On Limited-Memory Subsampling Strategies for Bandits
This work addresses efficiency and adaptability problems for researchers and practitioners in bandit algorithms, though it is incremental as it builds on prior subsampling methods.
The paper tackles the complexity and storage issues of nonparametric bandit algorithms by showing that a deterministic subsampling rule called 'last-block subsampling' is asymptotically optimal in one-parameter exponential families, and it achieves optimal regret with polylogarithmic memory and in non-stationary scenarios with abrupt changes.

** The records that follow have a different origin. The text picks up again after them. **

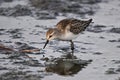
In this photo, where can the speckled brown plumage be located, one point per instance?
(75, 26)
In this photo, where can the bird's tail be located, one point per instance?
(86, 24)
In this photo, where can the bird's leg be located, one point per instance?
(72, 47)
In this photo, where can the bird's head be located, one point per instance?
(50, 35)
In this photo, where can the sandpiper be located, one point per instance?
(67, 30)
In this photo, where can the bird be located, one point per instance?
(67, 30)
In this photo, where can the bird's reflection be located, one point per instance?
(66, 65)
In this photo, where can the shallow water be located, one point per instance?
(100, 46)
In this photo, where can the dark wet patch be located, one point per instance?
(96, 28)
(66, 65)
(3, 68)
(43, 9)
(33, 63)
(118, 46)
(111, 71)
(114, 40)
(116, 61)
(114, 30)
(15, 33)
(18, 10)
(97, 53)
(19, 75)
(68, 6)
(101, 37)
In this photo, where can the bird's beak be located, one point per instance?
(46, 44)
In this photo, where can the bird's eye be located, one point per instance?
(50, 36)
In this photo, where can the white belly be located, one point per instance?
(68, 36)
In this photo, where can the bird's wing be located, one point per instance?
(78, 26)
(62, 25)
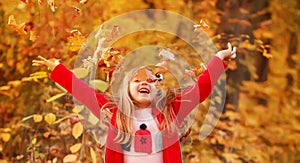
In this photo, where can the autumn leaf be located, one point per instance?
(70, 158)
(80, 72)
(93, 155)
(5, 136)
(55, 97)
(75, 41)
(77, 130)
(37, 118)
(19, 28)
(201, 26)
(50, 118)
(99, 85)
(75, 148)
(51, 5)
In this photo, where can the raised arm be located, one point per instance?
(79, 89)
(197, 93)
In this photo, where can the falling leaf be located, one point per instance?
(50, 118)
(93, 155)
(70, 158)
(33, 36)
(51, 5)
(77, 130)
(201, 26)
(19, 28)
(5, 136)
(37, 118)
(80, 72)
(99, 85)
(55, 97)
(75, 41)
(75, 148)
(83, 1)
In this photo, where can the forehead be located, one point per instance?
(143, 73)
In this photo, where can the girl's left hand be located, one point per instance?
(227, 54)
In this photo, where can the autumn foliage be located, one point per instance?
(39, 121)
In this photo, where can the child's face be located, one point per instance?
(142, 88)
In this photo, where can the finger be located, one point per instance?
(38, 61)
(229, 46)
(42, 58)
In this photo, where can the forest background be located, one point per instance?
(261, 118)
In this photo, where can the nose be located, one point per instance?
(144, 82)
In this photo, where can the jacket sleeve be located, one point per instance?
(79, 89)
(198, 92)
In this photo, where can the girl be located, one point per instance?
(143, 118)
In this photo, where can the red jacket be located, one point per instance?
(182, 106)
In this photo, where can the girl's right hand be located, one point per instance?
(50, 63)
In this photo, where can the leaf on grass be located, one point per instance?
(75, 148)
(93, 155)
(55, 97)
(77, 130)
(99, 85)
(80, 72)
(50, 118)
(70, 158)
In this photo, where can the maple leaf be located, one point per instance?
(83, 1)
(20, 28)
(51, 5)
(76, 40)
(201, 26)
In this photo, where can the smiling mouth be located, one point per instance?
(144, 90)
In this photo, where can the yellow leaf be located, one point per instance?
(77, 130)
(5, 88)
(99, 85)
(80, 72)
(78, 108)
(93, 155)
(70, 158)
(50, 118)
(14, 83)
(37, 118)
(5, 137)
(75, 41)
(75, 148)
(55, 97)
(33, 141)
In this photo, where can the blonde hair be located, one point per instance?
(125, 107)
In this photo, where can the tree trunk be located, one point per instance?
(240, 18)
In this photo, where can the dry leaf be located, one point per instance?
(50, 118)
(93, 155)
(77, 130)
(37, 118)
(70, 158)
(75, 41)
(75, 148)
(55, 97)
(20, 28)
(201, 26)
(80, 72)
(5, 136)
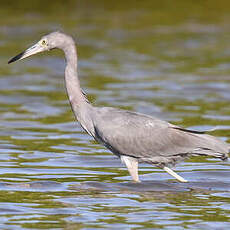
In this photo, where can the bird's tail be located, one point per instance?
(211, 153)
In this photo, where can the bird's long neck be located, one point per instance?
(78, 101)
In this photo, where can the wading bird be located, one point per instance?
(133, 137)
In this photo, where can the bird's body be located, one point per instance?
(134, 137)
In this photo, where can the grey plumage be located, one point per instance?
(134, 137)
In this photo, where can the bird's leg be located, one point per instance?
(132, 166)
(172, 173)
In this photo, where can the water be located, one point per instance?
(169, 61)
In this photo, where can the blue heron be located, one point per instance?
(132, 136)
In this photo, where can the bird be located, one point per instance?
(133, 137)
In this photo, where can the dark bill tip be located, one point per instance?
(16, 58)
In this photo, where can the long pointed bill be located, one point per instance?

There has been a recent surge of interest in nonparametric bandit algorithms based on subsampling. One drawback however of these approaches is the additional complexity required by random subsampling and the storage of the full history of rewards. Our first contribution is to show that a simple deterministic subsampling rule, proposed in the recent work of Baudry et al. (2020) under the name of ''last-block subsampling'', is asymptotically optimal in one-parameter exponential families. In addition, we prove that these guarantees also hold when limiting the algorithm memory to a polylogarithmic function of the time horizon. These findings open up new perspectives, in particular for non-stationary scenarios in which the arm distributions evolve over time. We propose a variant of the algorithm in which only the most recent observations are used for subsampling, achieving optimal regret guarantees under the assumption of a known number of abrupt changes. Extensive numerical simulations highlight the merits of this approach, particularly when the changes are not only affecting the means of the rewards.